Moral rhetoric is, of course, no substitute for moral conduct and practical virtue, in politics as elsewhere. Personal piety and decency are no replacements for a wise and just public policy, and they do not necessarily translate into it. In a purely procedural constitutional state, religion and morality are private matters of personal preference and opinion. Opinions are like noses: everybody has one, and you cannot really argue about them. All you can do is line them up and count them, in opinion polls and at the voting polls. In this sense “public opinion” is actually the sum of private opinions. Trying to mobilize such opinion by simply endorsing candidates, “scoring” their voting records, and lobbying for or against particular positions is secular electioneering, not moral crusading. It is something religious institutions have no business doing. If they persist in it, they risk being damned to private life in a secular society they have attempted to manipulate by its own means, rather than reconquering for Christ.

In a republic, morality is public because it has more or less good reasons and coherent ideals, truthfulness to tradition and to the present. Public life takes the form of a moral argument, a dramatic conversation. It is a forum, not a pulpit, or a mere marketplace for exchanging ideas and brokering interests, or an arena where power blocs fight it out. For religion to deserve its place in this forum, it must tell and enact sacred stories and teach universal ideals, defining what it means to be a good person, and what makes life worth living and a society worth living in and working for. It must bring these ideals to bear on particular issues, illuminating their moral meaning in the light of Scriptures, the life of Jesus, the laws of nature and the Kingdom of God. This kind of reasoned, argued, exemplified and Bible-supported moral illumination -- not electioneering and lobbying -- is what American public life needs from religion.
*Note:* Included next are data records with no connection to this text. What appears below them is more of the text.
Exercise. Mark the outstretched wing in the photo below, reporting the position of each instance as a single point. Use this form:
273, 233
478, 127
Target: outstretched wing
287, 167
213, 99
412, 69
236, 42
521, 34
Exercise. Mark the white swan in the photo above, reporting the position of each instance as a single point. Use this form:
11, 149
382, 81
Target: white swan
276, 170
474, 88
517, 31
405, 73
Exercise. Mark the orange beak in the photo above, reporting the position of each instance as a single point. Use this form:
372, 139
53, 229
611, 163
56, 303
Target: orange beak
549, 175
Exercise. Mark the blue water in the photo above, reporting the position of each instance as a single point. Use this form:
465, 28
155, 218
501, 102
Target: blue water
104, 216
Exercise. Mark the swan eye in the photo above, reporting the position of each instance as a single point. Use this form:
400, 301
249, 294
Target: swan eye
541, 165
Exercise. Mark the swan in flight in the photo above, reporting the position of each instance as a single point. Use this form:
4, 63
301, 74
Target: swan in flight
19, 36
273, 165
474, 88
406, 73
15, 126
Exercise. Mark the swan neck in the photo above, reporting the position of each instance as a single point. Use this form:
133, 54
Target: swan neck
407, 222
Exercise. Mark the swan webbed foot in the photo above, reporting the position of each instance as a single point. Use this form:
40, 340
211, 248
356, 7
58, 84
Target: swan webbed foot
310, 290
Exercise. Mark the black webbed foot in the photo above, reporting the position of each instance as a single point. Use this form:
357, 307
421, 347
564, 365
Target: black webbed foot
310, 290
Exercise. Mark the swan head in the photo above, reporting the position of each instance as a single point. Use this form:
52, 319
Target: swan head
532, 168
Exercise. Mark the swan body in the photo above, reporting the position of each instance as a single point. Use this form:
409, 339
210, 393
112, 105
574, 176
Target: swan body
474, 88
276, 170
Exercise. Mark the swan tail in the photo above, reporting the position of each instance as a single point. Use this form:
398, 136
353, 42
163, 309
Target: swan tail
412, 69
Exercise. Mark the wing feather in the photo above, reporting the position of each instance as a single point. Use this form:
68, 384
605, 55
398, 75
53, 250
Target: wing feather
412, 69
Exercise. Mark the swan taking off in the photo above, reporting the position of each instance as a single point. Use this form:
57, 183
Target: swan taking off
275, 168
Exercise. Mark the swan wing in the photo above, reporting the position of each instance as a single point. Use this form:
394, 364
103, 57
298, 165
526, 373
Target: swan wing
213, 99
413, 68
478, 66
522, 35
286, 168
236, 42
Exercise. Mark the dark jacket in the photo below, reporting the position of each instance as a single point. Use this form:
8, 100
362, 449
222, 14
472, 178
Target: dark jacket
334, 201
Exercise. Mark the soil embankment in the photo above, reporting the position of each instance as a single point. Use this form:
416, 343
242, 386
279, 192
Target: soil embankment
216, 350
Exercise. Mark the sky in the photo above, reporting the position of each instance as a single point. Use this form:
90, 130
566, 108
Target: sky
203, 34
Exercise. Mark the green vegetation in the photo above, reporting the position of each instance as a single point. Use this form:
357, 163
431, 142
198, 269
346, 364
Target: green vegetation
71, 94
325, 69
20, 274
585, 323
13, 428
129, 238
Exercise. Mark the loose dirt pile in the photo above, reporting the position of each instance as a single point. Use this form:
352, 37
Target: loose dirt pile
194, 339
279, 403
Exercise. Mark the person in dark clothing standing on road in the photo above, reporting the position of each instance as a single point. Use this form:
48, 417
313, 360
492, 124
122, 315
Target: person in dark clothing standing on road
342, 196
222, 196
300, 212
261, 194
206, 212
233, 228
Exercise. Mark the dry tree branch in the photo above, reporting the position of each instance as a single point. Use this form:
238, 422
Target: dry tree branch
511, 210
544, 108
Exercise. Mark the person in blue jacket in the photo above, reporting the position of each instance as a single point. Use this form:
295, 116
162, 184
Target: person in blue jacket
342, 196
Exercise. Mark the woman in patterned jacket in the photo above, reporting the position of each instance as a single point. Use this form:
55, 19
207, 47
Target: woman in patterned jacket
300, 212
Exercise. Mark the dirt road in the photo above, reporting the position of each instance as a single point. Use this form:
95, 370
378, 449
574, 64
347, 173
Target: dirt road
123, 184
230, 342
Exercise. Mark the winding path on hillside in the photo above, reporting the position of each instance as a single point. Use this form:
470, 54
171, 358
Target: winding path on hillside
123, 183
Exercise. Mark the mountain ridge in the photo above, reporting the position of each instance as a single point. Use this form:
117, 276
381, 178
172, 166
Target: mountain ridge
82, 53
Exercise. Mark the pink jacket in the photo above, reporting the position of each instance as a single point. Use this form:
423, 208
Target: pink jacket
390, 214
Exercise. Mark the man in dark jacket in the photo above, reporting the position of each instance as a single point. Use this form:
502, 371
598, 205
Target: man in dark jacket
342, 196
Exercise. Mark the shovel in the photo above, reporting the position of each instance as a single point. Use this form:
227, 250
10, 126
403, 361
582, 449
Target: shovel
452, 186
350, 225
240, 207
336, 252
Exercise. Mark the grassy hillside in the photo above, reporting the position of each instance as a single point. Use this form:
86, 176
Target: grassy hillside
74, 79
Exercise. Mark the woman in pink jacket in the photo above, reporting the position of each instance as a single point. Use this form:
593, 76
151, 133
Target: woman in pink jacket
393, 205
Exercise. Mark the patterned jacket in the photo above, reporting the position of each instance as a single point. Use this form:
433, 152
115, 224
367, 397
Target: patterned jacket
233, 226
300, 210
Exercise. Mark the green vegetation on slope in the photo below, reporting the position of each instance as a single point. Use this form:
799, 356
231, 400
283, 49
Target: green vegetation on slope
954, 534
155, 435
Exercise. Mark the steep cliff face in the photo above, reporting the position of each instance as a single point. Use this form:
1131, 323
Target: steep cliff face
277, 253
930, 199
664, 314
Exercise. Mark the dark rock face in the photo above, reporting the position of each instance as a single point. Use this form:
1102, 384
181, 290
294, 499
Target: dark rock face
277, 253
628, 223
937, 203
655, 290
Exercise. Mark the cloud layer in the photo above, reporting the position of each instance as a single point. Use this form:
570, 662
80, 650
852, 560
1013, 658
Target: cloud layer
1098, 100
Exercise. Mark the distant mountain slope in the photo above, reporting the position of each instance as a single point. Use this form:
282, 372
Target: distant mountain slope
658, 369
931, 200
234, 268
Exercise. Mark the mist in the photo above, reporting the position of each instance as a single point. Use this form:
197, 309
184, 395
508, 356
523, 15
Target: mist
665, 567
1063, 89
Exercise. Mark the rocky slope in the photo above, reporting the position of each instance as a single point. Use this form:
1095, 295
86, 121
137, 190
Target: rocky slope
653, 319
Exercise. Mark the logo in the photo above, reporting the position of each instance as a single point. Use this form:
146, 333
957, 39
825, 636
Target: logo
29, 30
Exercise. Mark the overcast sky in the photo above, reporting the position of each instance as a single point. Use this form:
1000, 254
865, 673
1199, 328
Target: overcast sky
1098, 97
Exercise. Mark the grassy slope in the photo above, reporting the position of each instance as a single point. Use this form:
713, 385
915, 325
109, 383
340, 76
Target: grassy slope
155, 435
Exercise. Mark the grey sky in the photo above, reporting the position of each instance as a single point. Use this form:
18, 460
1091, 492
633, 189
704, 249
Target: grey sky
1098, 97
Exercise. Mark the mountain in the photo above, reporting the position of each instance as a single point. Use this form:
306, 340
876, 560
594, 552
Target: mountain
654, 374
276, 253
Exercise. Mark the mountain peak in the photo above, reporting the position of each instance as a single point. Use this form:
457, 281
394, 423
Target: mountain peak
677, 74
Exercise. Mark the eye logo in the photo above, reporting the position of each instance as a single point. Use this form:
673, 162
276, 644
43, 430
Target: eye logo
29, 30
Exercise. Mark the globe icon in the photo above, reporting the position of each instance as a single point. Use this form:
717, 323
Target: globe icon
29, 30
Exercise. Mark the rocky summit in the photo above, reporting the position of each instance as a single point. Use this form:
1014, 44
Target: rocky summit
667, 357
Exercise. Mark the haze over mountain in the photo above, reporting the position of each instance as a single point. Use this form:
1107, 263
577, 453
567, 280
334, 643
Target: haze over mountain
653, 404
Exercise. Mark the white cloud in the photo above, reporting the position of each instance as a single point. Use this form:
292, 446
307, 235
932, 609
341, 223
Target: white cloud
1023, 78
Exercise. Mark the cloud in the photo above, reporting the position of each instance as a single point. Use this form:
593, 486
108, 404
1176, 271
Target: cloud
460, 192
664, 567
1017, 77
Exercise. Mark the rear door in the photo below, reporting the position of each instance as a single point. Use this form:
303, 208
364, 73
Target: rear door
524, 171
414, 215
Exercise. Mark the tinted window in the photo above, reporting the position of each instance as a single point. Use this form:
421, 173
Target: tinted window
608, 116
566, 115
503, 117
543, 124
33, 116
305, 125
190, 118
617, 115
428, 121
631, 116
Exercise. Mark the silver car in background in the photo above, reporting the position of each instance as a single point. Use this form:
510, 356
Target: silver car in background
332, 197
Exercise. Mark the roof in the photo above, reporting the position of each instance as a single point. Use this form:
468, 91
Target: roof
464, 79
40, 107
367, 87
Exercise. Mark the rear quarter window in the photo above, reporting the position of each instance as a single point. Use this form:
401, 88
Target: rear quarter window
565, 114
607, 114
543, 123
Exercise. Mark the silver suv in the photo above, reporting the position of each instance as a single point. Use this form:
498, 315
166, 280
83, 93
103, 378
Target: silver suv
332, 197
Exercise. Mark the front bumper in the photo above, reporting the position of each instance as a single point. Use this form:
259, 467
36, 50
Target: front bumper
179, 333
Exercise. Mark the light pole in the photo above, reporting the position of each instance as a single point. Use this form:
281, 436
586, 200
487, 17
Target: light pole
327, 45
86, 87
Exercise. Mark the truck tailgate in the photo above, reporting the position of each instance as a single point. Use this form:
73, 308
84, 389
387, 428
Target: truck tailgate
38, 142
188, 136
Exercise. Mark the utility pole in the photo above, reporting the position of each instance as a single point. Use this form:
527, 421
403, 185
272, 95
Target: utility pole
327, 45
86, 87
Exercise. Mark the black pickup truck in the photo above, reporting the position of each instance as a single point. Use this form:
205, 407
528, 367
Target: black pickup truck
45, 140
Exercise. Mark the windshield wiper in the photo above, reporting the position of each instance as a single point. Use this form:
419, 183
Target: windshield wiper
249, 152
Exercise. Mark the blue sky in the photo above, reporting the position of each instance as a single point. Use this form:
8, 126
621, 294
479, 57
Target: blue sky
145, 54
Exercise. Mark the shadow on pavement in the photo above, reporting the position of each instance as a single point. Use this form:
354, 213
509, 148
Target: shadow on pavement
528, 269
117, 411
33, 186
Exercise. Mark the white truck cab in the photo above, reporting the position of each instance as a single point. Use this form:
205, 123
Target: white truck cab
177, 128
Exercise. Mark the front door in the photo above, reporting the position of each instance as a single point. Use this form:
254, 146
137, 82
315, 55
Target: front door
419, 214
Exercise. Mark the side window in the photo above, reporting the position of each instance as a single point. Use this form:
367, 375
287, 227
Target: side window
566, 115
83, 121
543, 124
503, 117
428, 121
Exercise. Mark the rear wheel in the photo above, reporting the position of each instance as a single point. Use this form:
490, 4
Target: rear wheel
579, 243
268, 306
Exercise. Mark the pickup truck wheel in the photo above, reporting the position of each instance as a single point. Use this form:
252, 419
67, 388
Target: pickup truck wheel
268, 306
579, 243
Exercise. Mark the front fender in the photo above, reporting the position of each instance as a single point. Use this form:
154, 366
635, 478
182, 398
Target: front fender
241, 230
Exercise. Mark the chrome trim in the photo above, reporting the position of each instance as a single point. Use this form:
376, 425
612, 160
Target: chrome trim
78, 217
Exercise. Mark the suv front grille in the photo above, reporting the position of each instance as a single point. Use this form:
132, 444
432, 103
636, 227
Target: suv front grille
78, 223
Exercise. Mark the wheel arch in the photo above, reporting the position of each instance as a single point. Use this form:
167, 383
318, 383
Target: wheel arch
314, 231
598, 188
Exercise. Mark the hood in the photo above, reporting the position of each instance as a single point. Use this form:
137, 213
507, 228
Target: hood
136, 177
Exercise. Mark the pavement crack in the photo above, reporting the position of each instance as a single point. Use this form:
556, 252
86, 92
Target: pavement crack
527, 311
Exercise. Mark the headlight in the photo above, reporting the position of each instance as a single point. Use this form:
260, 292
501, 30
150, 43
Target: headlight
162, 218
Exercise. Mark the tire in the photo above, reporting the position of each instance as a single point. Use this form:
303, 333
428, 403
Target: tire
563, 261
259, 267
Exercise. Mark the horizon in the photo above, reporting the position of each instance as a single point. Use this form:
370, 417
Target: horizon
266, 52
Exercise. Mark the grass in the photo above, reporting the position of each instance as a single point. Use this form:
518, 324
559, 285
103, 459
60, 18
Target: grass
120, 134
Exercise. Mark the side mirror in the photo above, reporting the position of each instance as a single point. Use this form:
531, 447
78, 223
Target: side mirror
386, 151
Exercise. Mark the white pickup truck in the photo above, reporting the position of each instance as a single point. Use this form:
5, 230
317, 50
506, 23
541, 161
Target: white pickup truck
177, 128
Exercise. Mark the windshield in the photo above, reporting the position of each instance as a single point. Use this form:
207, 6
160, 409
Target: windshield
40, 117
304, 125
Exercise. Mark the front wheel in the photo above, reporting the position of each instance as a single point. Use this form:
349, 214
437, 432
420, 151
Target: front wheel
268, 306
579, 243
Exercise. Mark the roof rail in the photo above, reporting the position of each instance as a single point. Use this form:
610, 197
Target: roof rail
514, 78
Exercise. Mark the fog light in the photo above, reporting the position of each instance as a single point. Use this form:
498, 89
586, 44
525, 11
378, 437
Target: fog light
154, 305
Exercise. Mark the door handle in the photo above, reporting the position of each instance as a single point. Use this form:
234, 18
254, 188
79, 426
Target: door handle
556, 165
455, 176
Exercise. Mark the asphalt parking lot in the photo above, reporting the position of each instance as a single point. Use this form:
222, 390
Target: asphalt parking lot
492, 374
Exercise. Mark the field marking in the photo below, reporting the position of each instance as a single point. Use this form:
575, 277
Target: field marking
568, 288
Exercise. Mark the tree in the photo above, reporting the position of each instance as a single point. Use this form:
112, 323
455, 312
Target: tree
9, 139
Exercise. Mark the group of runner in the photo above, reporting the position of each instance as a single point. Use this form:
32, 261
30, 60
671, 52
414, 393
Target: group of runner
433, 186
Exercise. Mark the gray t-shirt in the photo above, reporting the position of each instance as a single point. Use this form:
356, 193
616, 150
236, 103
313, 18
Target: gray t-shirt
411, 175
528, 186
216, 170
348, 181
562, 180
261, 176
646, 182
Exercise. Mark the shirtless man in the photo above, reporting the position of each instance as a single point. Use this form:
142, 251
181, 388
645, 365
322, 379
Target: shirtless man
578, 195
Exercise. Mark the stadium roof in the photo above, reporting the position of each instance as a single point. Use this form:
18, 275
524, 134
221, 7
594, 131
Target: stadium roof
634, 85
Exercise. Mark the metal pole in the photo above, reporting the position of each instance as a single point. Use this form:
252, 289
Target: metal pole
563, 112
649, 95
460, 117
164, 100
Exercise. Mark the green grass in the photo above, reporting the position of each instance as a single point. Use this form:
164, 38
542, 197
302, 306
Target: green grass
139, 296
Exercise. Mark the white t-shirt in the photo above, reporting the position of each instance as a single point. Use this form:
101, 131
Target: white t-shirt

As Alexis de Tocqueville saw, moral ideas and sentiments rooted in religious traditions and institutions are necessary to sustain the ethical argument and civic friendship of public life in a republic such as ours, whose fate finally rests on the habits of the heart of its citizens. Such ideas and sentiments are not sufficient to do so, nor are they monolithic in doing so. But they are essential if we are to understand our moral ambivalences and our disagreements over the conduct of our common lives, and to move toward their resolution. To make this clearer to our presidential candidates, we need to do more than vote and pray for them. We need to argue with them and with one another. And we need to live out the gospel that we preach, teaching our neighbors by example. At both tasks we have made only a beginning.